Truer words were never written. I detest popovers and evidently so do many others, as can be seen by the number of supportive comments on Block's blog and can be inferred from the almost 800 votes his post has received on Digg.com to date.
I realize that the publishing business is under pressure these days and profit margins are thinner than back when newspapers were a license to print money, but disrespecting online readers with intrusive ads just forces people to install ad-blocking software.
In keeping with his surname, Block encouraged just that: In a follow-up post, he listed a variety of ways to disable or eliminate IntelliTXT's popovers. Good riddance.
The New York Times does it more or less the right way: Double-clicking on any word in an online article executes a search for that word using the Time's Answers.com database in a new browser window. It's unobtrusive, responsive, and doesn't do anything without affirmative action from the reader. The only advertising that follows as a consequence of such a query is a subtle text ad or two -- not as effective, perhaps, as a flashing banner but not enough to prompt an ad-blocking rebellion, either.

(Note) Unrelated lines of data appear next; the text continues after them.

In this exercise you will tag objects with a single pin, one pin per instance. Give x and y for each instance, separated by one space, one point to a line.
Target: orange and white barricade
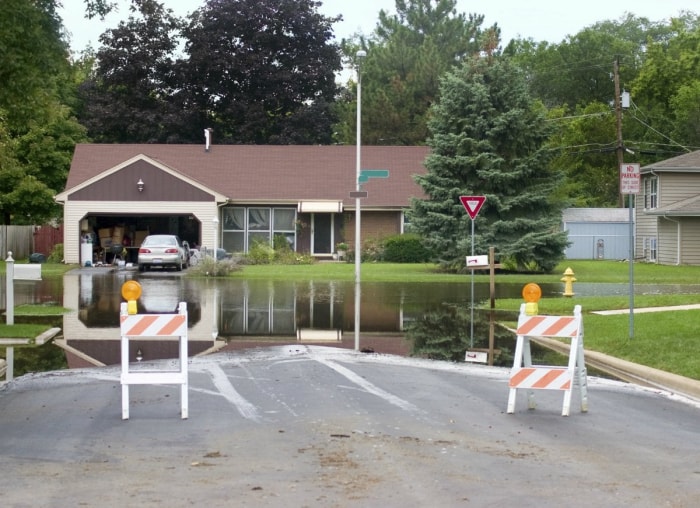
154 326
526 376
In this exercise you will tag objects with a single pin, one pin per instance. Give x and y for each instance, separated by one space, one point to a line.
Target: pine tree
488 138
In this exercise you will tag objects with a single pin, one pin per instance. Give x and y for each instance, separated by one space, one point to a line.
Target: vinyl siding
674 187
667 244
690 241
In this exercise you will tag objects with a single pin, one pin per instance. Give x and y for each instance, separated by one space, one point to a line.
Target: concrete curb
631 372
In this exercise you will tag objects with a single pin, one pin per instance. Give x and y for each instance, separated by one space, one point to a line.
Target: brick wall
374 225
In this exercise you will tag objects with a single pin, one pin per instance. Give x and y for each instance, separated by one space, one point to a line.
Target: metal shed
597 233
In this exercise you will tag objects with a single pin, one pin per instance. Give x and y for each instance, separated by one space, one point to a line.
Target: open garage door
110 233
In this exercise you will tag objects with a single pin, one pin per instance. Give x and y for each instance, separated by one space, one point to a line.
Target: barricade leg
582 378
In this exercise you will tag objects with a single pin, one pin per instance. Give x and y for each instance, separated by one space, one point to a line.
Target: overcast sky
550 20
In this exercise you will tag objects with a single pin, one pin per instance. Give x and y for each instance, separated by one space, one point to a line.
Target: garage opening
112 234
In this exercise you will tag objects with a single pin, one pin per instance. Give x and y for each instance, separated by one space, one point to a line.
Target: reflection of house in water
255 313
245 313
92 334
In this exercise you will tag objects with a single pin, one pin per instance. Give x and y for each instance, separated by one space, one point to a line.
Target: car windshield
160 240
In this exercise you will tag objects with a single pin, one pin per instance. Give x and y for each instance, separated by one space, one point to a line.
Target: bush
407 248
56 255
261 253
208 267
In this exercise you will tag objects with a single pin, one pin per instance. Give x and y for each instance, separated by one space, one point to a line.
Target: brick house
234 195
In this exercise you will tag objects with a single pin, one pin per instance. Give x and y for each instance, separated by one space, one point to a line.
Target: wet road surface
313 426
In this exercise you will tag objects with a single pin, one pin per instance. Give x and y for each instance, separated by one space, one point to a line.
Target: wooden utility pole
618 116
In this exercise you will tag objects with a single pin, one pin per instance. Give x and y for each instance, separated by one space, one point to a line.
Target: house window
405 222
651 190
242 227
650 249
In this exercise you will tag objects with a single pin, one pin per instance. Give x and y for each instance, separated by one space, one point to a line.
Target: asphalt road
297 426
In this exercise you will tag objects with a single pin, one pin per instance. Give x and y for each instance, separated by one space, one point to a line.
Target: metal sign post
472 204
630 184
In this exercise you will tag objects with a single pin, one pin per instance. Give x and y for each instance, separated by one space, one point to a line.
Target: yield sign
472 204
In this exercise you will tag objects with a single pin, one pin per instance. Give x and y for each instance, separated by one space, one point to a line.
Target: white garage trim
74 211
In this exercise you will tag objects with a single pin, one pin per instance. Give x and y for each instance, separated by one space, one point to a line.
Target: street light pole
215 223
358 238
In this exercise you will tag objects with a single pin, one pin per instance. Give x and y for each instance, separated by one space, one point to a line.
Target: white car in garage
163 251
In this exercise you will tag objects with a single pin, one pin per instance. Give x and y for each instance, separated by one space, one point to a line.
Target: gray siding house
597 233
668 212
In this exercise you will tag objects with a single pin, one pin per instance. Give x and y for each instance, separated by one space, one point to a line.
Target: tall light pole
215 223
358 238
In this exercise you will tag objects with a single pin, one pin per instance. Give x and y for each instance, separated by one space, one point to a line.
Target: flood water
226 314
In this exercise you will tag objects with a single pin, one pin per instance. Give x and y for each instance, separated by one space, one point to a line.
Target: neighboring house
668 211
597 233
231 196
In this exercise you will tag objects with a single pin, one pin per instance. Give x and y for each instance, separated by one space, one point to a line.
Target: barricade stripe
142 324
559 325
531 323
173 325
520 376
548 378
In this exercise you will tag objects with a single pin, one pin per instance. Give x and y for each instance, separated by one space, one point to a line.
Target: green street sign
366 174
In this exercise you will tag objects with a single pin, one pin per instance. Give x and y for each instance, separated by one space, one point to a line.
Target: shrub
208 267
407 248
56 255
260 253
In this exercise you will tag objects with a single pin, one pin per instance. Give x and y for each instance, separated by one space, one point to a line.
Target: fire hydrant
568 279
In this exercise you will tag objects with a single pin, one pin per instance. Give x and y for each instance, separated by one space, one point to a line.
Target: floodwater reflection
229 314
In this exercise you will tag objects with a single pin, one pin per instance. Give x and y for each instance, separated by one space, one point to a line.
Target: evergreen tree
488 138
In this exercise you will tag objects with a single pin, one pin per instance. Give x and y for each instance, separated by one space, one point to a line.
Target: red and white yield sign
472 204
630 179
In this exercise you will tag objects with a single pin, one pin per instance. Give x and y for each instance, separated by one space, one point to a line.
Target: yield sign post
472 204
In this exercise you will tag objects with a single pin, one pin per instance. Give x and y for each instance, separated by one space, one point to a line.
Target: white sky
550 20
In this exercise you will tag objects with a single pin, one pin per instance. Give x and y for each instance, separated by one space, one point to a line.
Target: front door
322 233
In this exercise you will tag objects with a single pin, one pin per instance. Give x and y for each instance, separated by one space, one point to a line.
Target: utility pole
620 161
618 116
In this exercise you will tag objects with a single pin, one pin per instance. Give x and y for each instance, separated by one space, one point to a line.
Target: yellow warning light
131 290
532 293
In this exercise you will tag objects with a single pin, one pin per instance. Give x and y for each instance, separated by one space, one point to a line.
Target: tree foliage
667 88
406 55
254 72
37 130
488 138
260 72
33 58
127 98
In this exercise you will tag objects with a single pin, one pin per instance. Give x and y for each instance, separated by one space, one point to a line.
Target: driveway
294 426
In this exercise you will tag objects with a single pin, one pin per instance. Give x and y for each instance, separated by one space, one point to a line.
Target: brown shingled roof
271 173
686 162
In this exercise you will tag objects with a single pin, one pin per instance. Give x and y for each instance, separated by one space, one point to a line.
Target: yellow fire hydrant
568 279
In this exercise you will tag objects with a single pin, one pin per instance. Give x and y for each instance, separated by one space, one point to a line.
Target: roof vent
207 139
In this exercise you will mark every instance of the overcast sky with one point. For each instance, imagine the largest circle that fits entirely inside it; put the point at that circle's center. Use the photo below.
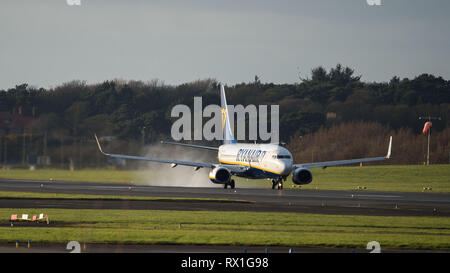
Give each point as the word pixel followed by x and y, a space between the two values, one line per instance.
pixel 47 42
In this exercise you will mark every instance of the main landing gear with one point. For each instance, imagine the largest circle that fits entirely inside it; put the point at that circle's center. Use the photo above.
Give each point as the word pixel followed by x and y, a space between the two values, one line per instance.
pixel 277 183
pixel 231 184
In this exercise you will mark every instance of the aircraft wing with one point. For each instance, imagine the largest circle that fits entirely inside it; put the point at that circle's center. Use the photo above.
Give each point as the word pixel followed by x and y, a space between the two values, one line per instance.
pixel 191 145
pixel 343 162
pixel 168 161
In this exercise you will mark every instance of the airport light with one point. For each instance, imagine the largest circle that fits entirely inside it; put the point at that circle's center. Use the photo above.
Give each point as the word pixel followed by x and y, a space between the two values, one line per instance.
pixel 429 118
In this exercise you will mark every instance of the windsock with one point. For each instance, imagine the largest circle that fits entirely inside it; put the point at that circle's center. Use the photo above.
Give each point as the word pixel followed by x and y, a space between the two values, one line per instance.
pixel 427 127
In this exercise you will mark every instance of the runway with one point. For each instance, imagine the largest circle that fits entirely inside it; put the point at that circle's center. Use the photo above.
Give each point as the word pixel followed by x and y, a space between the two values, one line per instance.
pixel 255 199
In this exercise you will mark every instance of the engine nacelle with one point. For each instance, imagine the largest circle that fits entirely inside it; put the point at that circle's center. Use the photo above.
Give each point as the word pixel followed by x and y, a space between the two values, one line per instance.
pixel 301 176
pixel 220 176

The Time's could treat its customers even better, however. There's no reason why a reader should be forced to consult a source chosen by the paper. Just as computer users can choose their default search engine, the Time's should allow its readers to determine where keyword queries initiated by double-clicking in an article go.
Computers put the user in control. While software can be coded to take that control away, users, in almost all cases, have access to software that puts them back in the driver's seat. Rather than fighting customers with arbitrary restrictions and obnoxious impediments to productivity, publishers and just about every other online business should focus on making the ride more enjoyable rather than on seizing the wheel.